Definition
Castoreum is a yellowish-brown secretion produced by the castor sacs (a pair of scent glands) located near the base of the tail in both male and female beavers. Historically sourced from Siberia and Canada, the material was processed into a dry granule, tincture, or absolute for use in perfumery. Its olfactive character is complex: leathery, smoky, tobacco-like, slightly medicinal, with a sweet birch-tar note at low concentrations (IFRA ingredient database, accessed 2026-05-27).
The European beaver (Castor fiber) is listed on CITES Appendix III in some range states, and collection of castoreum is strictly regulated. Most contemporary perfumery uses synthetic substitutes or castoreum from farmed Canadian beaver populations.
Technical detail
Castoreum absolute contains a complex mix of phenols, salicylaldehyde, acetophenone, cresols, quinoline derivatives, and resinous compounds. This explains both its animalic-leathery character and its warm, slightly sweet facets. In composition, it functions as a base note with exceptional tenacity, castoreum-like tinctures hold on skin for 24 hours or more.

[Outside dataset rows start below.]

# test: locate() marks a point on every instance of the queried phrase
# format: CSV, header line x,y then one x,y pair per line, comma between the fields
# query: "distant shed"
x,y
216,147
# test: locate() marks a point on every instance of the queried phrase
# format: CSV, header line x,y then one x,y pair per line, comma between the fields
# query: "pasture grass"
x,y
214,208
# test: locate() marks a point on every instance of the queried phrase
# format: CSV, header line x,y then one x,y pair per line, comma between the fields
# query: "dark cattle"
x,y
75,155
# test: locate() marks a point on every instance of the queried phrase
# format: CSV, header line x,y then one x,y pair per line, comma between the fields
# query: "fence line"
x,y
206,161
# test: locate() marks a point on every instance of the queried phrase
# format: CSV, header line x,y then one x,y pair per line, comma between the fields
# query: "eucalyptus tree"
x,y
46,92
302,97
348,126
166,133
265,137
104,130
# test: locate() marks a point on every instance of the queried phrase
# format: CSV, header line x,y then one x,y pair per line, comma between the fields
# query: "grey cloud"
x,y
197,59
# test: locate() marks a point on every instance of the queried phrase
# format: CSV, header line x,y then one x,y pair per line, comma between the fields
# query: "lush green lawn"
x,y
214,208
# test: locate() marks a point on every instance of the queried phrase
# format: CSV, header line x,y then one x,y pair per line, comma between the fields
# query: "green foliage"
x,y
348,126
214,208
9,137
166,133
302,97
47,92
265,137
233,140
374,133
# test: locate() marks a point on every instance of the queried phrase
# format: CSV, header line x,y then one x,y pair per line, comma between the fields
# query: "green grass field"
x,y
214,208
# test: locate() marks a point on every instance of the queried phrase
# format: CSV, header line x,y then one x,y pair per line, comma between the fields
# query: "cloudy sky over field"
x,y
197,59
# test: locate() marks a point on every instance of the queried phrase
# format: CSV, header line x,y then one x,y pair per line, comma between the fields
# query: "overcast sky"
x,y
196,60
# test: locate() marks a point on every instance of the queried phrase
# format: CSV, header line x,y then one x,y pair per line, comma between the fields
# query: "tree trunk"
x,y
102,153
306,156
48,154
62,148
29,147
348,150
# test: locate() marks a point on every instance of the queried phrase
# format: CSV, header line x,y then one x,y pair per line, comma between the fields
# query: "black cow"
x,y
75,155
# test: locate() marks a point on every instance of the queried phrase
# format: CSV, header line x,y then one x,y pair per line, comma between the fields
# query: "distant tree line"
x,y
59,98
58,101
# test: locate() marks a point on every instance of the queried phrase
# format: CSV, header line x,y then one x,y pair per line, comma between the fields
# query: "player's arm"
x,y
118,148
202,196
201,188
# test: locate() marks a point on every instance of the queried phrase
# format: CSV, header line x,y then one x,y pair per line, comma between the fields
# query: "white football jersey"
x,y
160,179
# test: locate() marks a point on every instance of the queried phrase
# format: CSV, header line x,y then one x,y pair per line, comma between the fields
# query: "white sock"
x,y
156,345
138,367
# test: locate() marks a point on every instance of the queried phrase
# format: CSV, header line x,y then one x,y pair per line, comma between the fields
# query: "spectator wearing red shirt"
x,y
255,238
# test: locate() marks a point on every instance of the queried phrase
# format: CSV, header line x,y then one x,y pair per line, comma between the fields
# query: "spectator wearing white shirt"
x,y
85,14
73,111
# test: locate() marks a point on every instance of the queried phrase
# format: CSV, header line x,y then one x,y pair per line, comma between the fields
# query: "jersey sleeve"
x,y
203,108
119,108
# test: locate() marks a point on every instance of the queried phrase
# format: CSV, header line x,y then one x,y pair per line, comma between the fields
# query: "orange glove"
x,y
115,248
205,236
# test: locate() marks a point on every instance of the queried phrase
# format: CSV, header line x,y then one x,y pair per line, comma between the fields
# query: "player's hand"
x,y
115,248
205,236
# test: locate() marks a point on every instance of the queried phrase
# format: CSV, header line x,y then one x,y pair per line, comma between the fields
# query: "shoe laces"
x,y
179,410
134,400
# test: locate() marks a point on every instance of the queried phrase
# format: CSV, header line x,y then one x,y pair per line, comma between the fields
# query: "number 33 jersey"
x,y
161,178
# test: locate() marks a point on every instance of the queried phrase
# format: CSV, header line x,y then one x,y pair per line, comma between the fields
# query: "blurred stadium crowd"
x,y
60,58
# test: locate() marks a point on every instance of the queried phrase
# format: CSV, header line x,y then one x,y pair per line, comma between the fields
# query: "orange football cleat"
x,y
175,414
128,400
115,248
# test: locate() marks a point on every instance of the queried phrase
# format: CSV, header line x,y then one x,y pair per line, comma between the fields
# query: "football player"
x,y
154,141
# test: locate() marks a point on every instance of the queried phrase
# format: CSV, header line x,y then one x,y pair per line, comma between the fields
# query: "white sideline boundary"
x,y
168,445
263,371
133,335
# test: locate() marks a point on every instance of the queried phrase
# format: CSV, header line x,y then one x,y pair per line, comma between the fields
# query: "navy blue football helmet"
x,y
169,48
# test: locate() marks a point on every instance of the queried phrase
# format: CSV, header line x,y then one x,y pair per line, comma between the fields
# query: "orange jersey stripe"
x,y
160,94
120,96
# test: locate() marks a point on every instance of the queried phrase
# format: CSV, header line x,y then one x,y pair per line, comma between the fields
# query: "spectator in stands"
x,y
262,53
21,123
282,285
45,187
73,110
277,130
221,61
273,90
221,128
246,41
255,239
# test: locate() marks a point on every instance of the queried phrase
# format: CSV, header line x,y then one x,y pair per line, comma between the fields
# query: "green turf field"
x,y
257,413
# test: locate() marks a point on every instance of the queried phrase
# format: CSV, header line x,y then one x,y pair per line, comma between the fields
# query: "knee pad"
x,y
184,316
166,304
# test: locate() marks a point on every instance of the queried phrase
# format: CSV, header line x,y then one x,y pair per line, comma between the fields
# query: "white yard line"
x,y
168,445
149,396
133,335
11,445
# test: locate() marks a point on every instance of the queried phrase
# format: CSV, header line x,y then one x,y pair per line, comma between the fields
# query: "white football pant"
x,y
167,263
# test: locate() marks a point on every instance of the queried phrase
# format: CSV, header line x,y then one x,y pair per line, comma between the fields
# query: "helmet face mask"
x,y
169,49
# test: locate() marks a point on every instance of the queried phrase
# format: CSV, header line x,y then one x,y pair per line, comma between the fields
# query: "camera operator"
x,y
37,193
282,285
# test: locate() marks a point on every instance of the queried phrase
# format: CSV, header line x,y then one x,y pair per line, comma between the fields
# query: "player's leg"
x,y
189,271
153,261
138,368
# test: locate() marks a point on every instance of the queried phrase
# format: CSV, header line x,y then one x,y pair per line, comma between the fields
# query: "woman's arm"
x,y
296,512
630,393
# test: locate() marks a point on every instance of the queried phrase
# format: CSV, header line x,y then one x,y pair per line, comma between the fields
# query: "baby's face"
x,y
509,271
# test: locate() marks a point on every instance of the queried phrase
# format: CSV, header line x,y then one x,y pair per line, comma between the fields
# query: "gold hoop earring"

Modern perfumery largely uses synthetic recreations of the castoreum profile (combinations of cresols, salicylaldehyde, and smoky phenolic molecules) to avoid animal-derived sourcing constraints. Some specialist niche houses maintain access to legal castoreum tincture for ultra-high-end productions (Fragrantica, accessed 2026-05-27).
Examples
- Cuir de Russie (Chanel, 1924, Ernest Beaux): castoreum as the foundational element of a leather and birch tar accord, one of the canonical uses of the material (Basenotes wiki, accessed 2026-05-27).
- Bandit (Robert Piguet, 1944, Germaine Cellier): castoreum in a stark leathery-chypre, illustrating the material at its most confrontational (Now Smell This, accessed 2026-05-27).
- Contemporary niche houses working with animalic accords (Orto Parisi, LM Parfums) reference the castoreum-leather axis but use synthetic reproductions.